Once the refresh job is started, the following notification will appear at the top of the page. Click the View Refresh event link to open the Event Details page displaying detailed information about the refresh event.
On the Channel Details page, the refresh job state is displayed on the Jobs pane. To open the Event Details, click the More Options icon of the refresh job and select Go To Event.
The image below displays a sample Event Details page showing the details of a refresh event.
- The top pane displays information about the channel and location(s), for which the refresh event was done, the event state, the job name associated with the event, and the start time of the event.
- The middle pane displays additional information related to the options configured in the Refresh Data dialog, such as granularity mode, online refresh options, and other.

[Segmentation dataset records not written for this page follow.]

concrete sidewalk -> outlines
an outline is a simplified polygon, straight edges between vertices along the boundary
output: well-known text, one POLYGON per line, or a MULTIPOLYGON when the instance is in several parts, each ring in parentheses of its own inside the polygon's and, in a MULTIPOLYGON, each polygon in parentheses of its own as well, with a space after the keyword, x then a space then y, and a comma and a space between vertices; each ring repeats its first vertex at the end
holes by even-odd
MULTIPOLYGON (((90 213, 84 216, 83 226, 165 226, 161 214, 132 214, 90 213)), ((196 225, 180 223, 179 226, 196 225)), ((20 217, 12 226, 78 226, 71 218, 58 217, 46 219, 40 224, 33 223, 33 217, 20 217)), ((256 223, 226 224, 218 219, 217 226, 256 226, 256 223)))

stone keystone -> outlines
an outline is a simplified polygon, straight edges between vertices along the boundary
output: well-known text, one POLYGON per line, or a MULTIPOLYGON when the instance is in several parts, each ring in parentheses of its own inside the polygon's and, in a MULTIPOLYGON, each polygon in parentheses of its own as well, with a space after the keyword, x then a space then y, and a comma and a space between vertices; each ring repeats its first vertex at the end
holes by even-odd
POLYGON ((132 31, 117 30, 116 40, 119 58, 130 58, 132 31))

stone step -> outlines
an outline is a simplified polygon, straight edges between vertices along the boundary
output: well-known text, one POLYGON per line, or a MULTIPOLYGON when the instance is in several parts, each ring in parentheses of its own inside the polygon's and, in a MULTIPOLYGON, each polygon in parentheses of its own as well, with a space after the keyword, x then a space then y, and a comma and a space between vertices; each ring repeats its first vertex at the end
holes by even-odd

- The Results pane displays the refresh statistics for each table involved in the refresh event. The View file link opens the View Diff File dialog that allows to inspect a diff file containing the list of differences detected. Section Analyzing Diff File explains how to view and interpret the contents of the diff file. For detailed description of each parameter in the Results pane, see section Refresh and Compare Results.